Weird probabilities of non-transitive "Grime Dice"
Michael de Podesta has been doing the math on "Grime Dice" -- six sided cubes whose sides average out to 3.5, but whose face values are all radically different:
The interesting thing about these is that the odds of one die beating another are simple to calculate, but shift radically once you start rolling dice in pairs. It's a beautiful piece of counterintuitive probability math:
The amazing property of these dice is discernible when you use them competitively – i.e. you roll one dice against another. If you roll each of them against a normal dice then as you might expect, each dice will win as often as it will lose. But if you roll them against each other something amazing happens.

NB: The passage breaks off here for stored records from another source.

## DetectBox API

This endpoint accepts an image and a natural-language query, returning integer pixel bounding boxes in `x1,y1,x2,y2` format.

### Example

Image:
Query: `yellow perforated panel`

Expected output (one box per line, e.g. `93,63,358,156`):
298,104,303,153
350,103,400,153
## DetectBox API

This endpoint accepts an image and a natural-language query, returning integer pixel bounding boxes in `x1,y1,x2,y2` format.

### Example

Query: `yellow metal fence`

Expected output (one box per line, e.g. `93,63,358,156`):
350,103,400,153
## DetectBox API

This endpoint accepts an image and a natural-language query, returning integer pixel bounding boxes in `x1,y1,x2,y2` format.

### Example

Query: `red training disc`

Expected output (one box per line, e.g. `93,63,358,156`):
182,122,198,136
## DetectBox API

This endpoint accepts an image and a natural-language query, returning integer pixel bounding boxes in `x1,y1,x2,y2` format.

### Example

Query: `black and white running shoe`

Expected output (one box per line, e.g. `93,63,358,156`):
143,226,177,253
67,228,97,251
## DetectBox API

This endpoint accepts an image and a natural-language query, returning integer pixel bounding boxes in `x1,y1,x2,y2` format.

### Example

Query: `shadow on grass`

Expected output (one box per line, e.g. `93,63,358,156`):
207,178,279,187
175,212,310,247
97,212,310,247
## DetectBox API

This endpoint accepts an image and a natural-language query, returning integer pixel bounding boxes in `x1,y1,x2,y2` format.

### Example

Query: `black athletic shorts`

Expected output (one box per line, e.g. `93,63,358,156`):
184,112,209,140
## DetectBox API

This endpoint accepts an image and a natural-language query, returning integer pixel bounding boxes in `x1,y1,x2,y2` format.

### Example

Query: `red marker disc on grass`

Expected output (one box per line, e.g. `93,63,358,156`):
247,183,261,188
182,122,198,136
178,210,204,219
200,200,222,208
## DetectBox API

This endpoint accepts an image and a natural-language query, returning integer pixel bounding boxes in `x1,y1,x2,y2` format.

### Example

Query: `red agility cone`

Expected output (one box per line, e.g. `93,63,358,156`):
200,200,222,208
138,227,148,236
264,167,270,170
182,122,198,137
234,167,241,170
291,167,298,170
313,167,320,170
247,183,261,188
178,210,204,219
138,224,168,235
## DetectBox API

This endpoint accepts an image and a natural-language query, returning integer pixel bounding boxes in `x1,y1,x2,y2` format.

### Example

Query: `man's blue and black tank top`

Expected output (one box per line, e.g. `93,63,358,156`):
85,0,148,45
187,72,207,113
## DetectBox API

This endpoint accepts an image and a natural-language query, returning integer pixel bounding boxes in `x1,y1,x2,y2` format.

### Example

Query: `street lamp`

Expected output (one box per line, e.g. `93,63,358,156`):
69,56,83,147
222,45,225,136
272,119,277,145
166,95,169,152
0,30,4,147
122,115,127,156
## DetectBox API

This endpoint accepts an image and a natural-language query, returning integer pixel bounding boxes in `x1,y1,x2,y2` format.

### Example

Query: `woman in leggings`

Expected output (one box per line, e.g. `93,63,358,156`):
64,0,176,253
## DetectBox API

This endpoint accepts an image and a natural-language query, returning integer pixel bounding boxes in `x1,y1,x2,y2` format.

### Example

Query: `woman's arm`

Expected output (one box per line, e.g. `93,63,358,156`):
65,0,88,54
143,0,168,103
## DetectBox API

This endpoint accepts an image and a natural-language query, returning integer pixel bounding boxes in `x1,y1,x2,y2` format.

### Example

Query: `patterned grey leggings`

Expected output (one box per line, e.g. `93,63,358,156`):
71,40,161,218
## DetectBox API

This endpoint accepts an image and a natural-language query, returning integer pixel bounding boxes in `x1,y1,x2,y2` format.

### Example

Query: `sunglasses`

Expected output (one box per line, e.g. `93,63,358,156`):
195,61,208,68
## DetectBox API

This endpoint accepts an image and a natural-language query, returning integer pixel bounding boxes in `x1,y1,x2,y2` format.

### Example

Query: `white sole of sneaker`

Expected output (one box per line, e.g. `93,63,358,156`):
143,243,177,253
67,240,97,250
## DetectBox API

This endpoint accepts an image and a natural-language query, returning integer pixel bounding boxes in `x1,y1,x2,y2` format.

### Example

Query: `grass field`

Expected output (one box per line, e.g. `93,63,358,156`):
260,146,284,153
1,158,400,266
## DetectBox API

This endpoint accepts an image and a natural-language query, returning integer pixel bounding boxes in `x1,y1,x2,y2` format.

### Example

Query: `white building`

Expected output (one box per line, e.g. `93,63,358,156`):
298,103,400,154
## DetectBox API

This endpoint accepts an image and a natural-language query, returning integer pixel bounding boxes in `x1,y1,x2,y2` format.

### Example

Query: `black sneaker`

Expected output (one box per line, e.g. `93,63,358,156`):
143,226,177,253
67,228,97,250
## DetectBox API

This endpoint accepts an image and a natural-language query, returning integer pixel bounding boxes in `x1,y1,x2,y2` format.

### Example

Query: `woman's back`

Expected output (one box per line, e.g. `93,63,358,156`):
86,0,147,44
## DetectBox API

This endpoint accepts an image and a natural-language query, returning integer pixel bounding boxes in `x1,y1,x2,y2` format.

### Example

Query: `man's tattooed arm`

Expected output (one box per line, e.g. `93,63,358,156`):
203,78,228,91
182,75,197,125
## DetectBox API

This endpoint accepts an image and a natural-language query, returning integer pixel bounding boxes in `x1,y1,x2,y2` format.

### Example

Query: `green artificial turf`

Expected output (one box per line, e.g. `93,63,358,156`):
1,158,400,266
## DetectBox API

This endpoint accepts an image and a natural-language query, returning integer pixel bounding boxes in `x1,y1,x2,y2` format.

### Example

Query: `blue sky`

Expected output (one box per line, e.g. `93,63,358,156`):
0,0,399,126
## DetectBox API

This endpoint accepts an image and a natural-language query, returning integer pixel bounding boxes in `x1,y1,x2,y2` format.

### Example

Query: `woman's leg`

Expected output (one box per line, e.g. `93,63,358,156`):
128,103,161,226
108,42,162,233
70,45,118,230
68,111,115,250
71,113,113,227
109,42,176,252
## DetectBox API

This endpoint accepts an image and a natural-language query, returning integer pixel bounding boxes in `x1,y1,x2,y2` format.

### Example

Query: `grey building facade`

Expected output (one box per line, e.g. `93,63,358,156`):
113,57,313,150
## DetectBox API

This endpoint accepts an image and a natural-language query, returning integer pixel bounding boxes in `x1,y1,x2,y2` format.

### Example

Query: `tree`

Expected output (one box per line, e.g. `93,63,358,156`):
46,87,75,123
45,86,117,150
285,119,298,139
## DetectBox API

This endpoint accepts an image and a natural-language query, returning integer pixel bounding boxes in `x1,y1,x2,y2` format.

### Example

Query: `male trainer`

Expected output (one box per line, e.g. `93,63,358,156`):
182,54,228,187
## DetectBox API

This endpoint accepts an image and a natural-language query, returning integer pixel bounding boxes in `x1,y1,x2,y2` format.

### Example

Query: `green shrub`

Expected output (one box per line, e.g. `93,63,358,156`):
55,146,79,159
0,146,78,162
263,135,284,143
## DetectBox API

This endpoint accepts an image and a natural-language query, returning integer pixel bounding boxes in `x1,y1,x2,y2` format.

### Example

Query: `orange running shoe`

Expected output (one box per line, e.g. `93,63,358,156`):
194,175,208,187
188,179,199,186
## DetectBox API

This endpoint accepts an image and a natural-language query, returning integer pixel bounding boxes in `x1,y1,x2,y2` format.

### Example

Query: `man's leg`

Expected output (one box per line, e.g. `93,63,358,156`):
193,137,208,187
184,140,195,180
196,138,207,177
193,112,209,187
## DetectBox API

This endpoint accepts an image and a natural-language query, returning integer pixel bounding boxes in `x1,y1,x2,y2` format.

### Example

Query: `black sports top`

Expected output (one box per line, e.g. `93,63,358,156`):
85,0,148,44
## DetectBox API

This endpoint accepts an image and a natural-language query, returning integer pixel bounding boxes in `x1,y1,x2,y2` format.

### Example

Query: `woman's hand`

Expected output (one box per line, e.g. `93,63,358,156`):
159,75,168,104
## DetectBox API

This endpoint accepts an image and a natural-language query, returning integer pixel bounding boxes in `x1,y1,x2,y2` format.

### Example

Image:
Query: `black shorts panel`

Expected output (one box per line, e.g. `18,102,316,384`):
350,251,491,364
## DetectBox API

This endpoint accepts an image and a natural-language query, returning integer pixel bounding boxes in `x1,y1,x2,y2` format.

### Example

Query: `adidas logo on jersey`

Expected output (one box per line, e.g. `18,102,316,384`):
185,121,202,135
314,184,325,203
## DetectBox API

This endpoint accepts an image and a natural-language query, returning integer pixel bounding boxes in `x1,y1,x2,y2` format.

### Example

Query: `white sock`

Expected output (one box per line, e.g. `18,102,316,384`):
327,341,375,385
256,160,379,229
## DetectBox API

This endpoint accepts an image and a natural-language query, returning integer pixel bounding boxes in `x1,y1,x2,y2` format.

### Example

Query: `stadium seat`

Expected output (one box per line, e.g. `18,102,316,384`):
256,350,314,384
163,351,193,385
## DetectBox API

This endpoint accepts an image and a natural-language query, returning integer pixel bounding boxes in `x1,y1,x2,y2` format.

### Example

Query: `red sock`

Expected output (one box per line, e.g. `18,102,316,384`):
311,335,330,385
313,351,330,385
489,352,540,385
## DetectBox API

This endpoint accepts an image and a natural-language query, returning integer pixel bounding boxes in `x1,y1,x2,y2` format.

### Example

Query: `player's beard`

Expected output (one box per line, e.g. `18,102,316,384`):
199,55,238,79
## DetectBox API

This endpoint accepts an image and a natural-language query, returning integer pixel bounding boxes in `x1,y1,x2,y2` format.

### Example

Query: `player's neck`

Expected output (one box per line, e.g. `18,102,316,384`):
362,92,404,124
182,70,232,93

- Dice A will systematically beat Dice B
- Dice B will systematically beat Dice C
- Dice C will systematically beat Dice A
So the fact that Dice A beats Dice B, and Dice B beats Dice C does not ensure that Dice A will beat Dice C. Wow!
And how about this: If you ‘double up’ and roll 2 Dice A‘s against 2 Dice B‘s – the odds change around and now the B‘s will beat the A‘s ! Is that really possible? Well yes, and just to convince myself I wrote a Spreadsheet (.xlsx file) and generated the tables at the bottom of the article. If you download it you can change the numbers to try out other combinations.